Grillo e la cultura (dello stupro)
Negli ultimi giorni, a causa di un video pubblicato sul web da Beppe Grillo, ha spopolato la notizia di un caso che avrebbe visto coinvolto in uno stupro di gruppo il figlio del politico. Le indagini sul fatto, avvenuto nello scorso luglio 2019 in Costa Smeralda, erano state chiuse dalla Procura nel novembre scorso, mettendo gli atti a disposizione della difesa, che ha chiesto un termine per svolgere le controdeduzioni ed eseguire le indagini difensive. Attualmente, a livello legale, per Ciro Grillo si profila il rinvio a giudizio.
Lasciando in secondo piano gli aspetti giuridici, il discorso dell’ex comico -pubblicato tramite video sul web – argomenta la tesi per la quale i ragazzi sarebbero innocenti sulla base del fatto che la ragazza ha denunciato dopo otto giorni.
Giustificare atti del genere con frasi come “sono solo ragazzi di 19 anni che si stanno divertendo, che sono in mutande e saltellano col pisello così perché sono quattro coglioni, non quattro stupratori” esplica semplicemente quella che definiamo “cultura dello stupro”, termine usato per descrivere una cultura nella quale lo stupro e altre forme di violenza sono comuni e in cui tale violenza è normalizzata e minimizzata.
Ancora più imbarazzante ed esplicativo di questo genere di cultura è il fatto che l’innocenza dei ragazzi, secondo Grillo, si basi non solo su un video, nel quale la ragazza appare in una “posizione di consensualità”, ma anche sul fatto che la denuncia della ragazza sia avvenuta “ben” dopo otto giorni.
Dire che il tempo che intercorre tra l’atto e la denuncia dà poca credibilità alla ragazza è esempio lampante della cultura dello stupro sopra citata. Colpevolizzare la vittima per non aver denunciato tempestivamente conferma il fatto che, in questo tipo di cultura, la vittima ha sempre torto, anche (e soprattutto) nel silenzio. E questo comporta a sua volta la vittimizzazione del colpevole, che consiste nel trasferire parte della responsabilità della violenza alla persona che la subisce. Non esistono codici che definiscono quale sia il tempo minimo per denunciare. Chi ha subito una violenza denuncia se se la sente, mentre se preferisce solo parlarne non vale di meno, né vale di meno la sua sofferenza: non esistono classifiche di validità in base a quanto tempo ci si mette per denunciare, dopo aver subito violenza.
Rispetto a questa tematica è stato anche lanciato nel web il tag #ilgiornodopo da Eva Dal Canto che ha condiviso la sua personale esperienza. Interessante è infatti il report che ne ha fatto Fanpage a riguardo, reperibile a questo link.

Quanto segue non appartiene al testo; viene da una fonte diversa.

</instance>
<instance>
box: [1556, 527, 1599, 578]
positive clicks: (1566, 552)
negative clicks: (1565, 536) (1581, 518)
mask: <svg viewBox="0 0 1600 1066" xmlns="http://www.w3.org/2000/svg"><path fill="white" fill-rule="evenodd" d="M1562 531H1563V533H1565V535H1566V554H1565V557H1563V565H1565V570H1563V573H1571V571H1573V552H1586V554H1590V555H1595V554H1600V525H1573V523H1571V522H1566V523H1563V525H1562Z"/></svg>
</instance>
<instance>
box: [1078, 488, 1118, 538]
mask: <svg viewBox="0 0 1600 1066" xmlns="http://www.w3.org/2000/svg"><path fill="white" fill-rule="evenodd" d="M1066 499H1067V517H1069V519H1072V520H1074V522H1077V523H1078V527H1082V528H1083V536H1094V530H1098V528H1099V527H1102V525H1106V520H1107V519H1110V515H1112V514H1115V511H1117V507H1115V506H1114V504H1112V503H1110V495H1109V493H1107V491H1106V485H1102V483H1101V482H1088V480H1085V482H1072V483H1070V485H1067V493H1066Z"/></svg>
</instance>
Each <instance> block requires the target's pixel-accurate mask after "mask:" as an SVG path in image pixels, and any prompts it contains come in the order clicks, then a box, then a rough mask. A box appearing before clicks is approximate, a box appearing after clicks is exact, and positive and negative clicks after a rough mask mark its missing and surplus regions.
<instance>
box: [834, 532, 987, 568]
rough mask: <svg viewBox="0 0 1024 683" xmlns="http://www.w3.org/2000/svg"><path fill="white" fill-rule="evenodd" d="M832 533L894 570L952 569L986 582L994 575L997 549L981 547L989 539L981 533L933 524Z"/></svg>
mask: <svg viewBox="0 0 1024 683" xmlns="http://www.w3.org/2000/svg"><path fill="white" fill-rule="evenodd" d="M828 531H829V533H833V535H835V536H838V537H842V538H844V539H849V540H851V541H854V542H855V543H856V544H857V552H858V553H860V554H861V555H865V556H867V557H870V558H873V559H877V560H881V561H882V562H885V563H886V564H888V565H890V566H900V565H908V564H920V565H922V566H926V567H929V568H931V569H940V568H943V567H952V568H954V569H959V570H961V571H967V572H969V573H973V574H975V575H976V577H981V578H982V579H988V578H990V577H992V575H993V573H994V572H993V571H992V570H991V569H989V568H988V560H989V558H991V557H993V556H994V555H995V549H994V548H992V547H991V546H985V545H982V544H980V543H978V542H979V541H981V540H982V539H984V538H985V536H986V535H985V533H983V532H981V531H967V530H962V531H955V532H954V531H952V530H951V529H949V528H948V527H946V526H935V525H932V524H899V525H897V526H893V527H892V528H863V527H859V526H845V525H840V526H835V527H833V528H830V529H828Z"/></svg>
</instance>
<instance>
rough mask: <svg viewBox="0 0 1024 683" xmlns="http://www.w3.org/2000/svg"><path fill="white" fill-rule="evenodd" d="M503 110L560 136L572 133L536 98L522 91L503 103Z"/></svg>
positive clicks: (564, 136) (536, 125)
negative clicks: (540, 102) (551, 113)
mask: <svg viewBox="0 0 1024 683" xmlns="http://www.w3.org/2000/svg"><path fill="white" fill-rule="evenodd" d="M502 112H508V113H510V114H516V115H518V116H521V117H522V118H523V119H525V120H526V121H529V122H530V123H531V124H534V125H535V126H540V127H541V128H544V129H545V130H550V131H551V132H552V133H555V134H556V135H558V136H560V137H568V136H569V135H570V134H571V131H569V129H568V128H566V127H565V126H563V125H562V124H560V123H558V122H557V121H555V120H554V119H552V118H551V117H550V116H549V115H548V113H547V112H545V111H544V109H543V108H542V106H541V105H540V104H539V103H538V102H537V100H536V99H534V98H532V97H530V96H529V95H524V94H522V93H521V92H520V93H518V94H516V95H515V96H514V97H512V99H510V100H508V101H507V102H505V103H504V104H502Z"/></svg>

In conclusione, verrebbe quindi da dire “stendiamo un velo pietoso” su quella che, più che una gaffe, è stata a tutti gli effetti una dimostrazione di quanta ignoranza ci sia su tematiche sensibili come questa. Ma non sarebbe forse ora di smetterla di stendere teli per nascondere questi siparietti tutt’altro che comici?